To be able to taste flavours, the human body combines both the smell and taste, meaning the aroma combines with the taste to give an overall flavour. This means that when you are working on a new drink or food item for your menu, you have to focus on its smell and taste to make sure that people will like it. 
There was a famous diagram that's still sometimes used today in schools to depict how the taste sense works in the tongue, but it has been proven to be inaccurate. In the diagram, there was a division of the tongue and each part was represented to feel a particular type of flavour, but in reality it is an oversimplification that doesn't show what actually happens in the tongue or our taste buds.

Diagram that’s proven to be inconclusive when it comes to developing best tasting products

To give some credit, there are areas of the tongue that have a higher sensitivity to a particular taste, but it isn't anywhere near as organised as it is shown in the diagram. 
Even though the diagram doesn't show the reality of what happens in the tastebuds, it did have an impact on the food and drinks industry, making chefs or bartenders work with flavours in a particular way that is still used to this day. 


The Main Tastes In The Bar: Bitter, Sweet, Sour, and Umami

In the world of drinks, both alcoholic and non-alcoholic, the most common tastes are bitter, sour, and sweet, and in recent years umami has seen an increase in popularity.

Bitter tastes most often indicate the presence of toxins, so in theory we should try to avoid any food that tastes bitter. However many people enjoy a cold beer, black coffee or a Negroni. 
Sweet is the most popular flavour because our body needs glucose (commonly found also in carbohydrates) to work properly, so it is a natural association that we make. 

The sour taste is one of the most popular in the world of cocktails since it is the easiest to combine. These cocktails have some base liquor, lemon or other citrus juice, and some type of sweetener so that it is not completely bitter. The best known are Caipirinha, Pisco Sour, Margarita, and Kamikaze, among others.
Umami may seem like a strange taste, but in the last decades it began to be recognized as such. And there are some famous drinks that have an umami taste from the combination of ingredients used or caused by the production methods. One of them is the Bloody Mary, and there is also the Japanese Sake, which can be taken alone or used as a base for cocktails.

How Can You Apply This To Your Work Behind The Bar?

Bitters won’t make your cocktails bitter unless you add a lot. Use cocktail bitters to add depth of flavour and aromas to enhance cocktail mixes. Bitters are a required ingredient for many popular cocktails (e.g. Old Fashioned, Whiskey Sour, Negroni, Aperol Spritz), however, try adding a few drops of bitters to your signature serves to make something truly special.
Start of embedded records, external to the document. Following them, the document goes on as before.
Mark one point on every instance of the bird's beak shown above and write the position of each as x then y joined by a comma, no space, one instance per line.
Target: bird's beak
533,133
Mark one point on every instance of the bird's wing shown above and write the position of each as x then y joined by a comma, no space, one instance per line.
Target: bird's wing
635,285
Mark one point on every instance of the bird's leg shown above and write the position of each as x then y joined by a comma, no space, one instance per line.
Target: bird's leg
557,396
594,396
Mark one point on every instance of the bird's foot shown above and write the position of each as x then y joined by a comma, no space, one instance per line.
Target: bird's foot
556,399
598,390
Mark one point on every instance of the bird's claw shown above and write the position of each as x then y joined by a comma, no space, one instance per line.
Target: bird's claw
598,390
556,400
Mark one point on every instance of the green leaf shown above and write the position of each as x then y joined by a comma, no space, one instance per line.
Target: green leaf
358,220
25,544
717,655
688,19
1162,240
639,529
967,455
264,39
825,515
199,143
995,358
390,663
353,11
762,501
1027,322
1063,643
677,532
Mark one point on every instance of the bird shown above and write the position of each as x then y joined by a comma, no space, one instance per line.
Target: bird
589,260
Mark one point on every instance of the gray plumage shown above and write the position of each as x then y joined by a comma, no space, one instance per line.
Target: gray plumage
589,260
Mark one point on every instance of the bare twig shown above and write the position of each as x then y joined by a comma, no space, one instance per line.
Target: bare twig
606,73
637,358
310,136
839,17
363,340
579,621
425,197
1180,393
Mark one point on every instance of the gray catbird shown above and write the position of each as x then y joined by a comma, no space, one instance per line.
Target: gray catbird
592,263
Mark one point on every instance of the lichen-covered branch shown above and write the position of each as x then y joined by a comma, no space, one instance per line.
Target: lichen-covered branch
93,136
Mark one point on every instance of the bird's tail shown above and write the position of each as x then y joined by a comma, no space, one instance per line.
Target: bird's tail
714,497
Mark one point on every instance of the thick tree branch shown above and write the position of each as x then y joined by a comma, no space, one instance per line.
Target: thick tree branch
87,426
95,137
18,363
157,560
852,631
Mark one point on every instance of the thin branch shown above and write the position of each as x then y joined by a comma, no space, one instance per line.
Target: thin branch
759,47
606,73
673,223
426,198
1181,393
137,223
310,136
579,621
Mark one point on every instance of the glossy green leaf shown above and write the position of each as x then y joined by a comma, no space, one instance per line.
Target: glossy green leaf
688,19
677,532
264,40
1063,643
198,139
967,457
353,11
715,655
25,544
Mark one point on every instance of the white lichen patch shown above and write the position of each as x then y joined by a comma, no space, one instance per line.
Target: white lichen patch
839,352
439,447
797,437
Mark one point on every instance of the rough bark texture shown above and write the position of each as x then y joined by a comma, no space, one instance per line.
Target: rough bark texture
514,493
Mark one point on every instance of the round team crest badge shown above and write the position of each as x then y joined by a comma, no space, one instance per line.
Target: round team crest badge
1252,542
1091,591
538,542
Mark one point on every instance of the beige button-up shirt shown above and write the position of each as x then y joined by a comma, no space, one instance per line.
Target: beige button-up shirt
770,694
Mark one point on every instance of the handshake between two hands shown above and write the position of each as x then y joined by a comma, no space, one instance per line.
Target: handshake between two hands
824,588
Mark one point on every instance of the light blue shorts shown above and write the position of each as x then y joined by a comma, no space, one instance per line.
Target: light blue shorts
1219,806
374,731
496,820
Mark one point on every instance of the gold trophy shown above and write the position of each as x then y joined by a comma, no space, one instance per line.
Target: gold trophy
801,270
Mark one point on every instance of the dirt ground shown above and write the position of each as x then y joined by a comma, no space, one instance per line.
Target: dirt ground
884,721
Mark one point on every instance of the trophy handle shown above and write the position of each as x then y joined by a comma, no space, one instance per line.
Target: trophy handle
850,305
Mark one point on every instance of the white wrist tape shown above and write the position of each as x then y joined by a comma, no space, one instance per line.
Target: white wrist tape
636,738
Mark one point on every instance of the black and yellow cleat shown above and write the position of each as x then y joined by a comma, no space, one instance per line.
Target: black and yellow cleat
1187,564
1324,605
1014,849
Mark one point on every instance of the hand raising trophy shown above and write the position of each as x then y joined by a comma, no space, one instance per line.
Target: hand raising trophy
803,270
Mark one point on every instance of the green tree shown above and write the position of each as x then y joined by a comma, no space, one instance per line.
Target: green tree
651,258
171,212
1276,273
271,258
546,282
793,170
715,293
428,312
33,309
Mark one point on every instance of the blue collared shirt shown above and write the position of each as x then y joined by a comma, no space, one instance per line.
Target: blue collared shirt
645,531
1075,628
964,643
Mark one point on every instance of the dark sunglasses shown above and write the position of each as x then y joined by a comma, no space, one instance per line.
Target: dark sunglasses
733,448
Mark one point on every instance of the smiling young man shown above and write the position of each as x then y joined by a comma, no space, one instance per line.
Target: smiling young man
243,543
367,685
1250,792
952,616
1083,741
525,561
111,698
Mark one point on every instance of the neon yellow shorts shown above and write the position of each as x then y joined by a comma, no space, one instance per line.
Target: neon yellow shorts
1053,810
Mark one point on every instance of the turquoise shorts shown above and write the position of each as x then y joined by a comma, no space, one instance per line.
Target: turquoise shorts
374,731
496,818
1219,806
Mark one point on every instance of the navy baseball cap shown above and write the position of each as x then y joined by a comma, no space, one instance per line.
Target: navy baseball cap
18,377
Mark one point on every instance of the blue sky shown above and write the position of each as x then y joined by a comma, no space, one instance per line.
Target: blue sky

Umami gives you an opportunity to introduce new flavours to your cocktail offering - typically, umami drinks are infused with savory ingredients from the kitchen, such as tomatoes, mushrooms, celery, seaweed, and more. Experiment with ingredients rich with umami, and, as always, ask for feedback from your staff and customers.
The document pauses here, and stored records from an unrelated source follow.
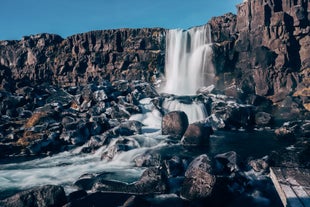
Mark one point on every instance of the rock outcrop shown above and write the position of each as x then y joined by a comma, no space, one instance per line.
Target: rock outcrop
130,54
264,49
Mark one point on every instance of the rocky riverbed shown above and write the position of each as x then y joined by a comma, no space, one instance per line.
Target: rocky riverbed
169,160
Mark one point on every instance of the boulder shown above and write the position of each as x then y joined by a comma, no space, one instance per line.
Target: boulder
152,181
197,134
260,165
99,199
262,118
174,124
199,181
119,145
228,162
45,196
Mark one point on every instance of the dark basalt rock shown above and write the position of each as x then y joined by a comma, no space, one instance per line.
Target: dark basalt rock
197,134
98,199
152,181
174,124
199,180
228,162
49,196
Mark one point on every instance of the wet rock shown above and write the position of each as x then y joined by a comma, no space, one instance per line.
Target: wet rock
260,165
49,195
197,134
288,130
228,162
215,122
97,199
233,114
174,166
175,124
198,182
118,146
262,119
133,201
148,160
76,195
152,181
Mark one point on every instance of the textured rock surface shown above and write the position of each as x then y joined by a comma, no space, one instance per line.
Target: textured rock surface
130,54
264,49
45,196
175,124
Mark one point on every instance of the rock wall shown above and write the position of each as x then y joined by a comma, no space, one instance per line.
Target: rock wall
264,49
82,58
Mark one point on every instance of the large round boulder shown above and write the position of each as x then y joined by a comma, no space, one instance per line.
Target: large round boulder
48,195
174,124
199,181
197,134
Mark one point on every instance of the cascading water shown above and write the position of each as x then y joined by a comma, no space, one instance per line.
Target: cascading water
188,60
188,67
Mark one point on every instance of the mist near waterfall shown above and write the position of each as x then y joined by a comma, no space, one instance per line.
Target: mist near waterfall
188,64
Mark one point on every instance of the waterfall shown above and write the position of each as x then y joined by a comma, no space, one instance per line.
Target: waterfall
188,60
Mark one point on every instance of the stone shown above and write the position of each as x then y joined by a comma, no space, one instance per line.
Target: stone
174,124
199,181
133,201
120,145
262,119
174,166
260,165
197,134
48,195
228,162
152,181
97,199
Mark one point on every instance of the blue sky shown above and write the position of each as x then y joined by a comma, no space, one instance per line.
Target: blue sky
67,17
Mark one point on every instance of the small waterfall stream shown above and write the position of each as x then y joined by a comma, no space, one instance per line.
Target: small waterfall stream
188,67
188,60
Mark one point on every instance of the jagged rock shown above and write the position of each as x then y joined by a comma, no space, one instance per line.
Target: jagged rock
288,130
97,199
175,124
260,165
119,145
262,118
45,196
148,160
228,162
152,181
174,166
76,195
197,134
133,201
199,181
85,58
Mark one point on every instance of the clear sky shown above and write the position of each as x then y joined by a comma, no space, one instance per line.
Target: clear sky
67,17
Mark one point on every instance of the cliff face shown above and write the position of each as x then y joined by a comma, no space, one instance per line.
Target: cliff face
264,49
82,58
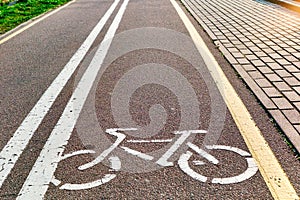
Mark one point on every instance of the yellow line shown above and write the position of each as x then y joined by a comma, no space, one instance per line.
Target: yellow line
274,176
34,21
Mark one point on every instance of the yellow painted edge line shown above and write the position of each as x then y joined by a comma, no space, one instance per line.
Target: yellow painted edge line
34,21
269,167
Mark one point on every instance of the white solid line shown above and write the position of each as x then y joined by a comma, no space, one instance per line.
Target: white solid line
149,141
137,153
16,145
38,180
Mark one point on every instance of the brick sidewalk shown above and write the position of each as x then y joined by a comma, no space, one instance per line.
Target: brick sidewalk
261,40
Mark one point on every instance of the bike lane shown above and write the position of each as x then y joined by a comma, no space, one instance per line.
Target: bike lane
128,80
138,166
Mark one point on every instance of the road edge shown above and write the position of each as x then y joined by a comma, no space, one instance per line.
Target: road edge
25,25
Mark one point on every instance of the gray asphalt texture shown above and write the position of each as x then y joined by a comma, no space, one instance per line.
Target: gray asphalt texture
31,61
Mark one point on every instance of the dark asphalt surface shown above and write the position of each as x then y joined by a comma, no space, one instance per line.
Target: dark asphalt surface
29,63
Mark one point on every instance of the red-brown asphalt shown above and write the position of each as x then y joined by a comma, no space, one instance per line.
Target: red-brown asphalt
30,61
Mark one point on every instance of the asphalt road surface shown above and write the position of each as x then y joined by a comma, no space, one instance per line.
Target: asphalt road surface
107,99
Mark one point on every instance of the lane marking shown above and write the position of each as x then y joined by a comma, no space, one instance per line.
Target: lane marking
163,160
269,166
32,23
150,141
37,182
137,153
16,145
203,153
115,165
184,166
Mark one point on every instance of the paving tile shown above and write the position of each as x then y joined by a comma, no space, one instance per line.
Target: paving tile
291,58
272,92
243,61
297,75
233,50
287,128
276,48
297,128
291,50
265,70
283,73
297,105
297,89
283,53
292,96
275,66
297,54
269,51
246,52
267,59
257,63
238,55
292,115
273,77
282,103
275,56
260,53
291,68
256,75
292,81
249,68
283,62
263,82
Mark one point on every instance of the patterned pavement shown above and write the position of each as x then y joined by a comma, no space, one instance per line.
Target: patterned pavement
261,40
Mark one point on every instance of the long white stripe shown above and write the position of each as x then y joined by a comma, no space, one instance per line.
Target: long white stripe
16,145
42,172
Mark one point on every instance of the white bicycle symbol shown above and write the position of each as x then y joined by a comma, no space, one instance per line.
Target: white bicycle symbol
115,163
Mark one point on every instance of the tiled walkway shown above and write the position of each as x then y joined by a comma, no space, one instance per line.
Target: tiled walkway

Another tip is to use herbs or even more vegetables in your cocktails. With these vegetal notes, your cocktails will get a fresher note. We aren't talking about mixing a glass of vodka with a salad, you can use green or red chili to make spiced margaritas, or make the famous Verdita Cocktail that combines mango, lime, and cucumber.
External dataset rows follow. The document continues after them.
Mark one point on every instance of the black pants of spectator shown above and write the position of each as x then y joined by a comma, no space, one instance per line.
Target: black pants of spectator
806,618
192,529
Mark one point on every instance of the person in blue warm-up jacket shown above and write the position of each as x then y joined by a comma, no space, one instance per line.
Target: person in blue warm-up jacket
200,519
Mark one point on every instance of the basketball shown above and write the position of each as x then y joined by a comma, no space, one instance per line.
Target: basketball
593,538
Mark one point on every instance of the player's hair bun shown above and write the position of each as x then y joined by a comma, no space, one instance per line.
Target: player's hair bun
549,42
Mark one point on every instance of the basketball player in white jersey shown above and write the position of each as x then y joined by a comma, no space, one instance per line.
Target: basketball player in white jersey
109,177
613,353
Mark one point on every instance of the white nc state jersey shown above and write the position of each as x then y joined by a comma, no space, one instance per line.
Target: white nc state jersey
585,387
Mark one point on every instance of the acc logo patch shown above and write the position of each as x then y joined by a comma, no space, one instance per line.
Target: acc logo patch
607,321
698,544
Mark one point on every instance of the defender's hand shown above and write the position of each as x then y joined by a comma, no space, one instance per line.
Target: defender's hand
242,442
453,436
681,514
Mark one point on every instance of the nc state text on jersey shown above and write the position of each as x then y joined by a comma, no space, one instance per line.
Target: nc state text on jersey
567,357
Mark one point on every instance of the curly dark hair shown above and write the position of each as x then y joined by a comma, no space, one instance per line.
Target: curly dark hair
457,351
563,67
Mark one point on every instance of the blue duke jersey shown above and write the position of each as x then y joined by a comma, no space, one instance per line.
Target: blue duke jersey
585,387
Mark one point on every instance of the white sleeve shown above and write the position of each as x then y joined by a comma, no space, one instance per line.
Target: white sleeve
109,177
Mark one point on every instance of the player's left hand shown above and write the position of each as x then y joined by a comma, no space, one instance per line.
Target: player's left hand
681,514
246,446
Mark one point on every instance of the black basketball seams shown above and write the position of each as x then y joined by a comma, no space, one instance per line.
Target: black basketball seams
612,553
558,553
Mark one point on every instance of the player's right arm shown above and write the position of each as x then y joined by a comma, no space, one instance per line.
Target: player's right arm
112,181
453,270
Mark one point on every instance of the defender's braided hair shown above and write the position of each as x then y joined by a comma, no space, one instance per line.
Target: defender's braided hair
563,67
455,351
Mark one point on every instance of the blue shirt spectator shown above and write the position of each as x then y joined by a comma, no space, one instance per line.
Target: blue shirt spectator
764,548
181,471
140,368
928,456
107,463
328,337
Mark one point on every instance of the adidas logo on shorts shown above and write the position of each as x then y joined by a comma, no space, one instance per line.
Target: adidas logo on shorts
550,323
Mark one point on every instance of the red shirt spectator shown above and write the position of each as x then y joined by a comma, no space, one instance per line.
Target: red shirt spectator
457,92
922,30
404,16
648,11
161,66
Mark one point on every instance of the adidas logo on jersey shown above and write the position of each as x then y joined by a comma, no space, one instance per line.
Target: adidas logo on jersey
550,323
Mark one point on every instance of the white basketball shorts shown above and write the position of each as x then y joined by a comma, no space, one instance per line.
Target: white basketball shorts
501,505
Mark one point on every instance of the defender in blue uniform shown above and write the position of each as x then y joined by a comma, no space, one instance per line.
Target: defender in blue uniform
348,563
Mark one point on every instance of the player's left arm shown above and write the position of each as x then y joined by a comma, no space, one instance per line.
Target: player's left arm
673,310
You should not underestimate the importance of knowing how taste works when it comes to improving the flavours of the drinks in your bar. Knowing more about taste allows you to play more freely with the different flavours, being able to combine them in different ways, or even make some that are more "addictive" so that people buy more. Use this as a tool to enhance the flavour and improve the taste with different techniques. The most popular one is adding citrus fruit zest or oils to give a more complex flavour profile to your drink. 

Remember that balance between acidity and sweetness is key! We spoke about the classic formula of spirit-citrus-sugar in the “Create Twists On Classic Cocktails” post, which will never fail to deliver a delicious drink.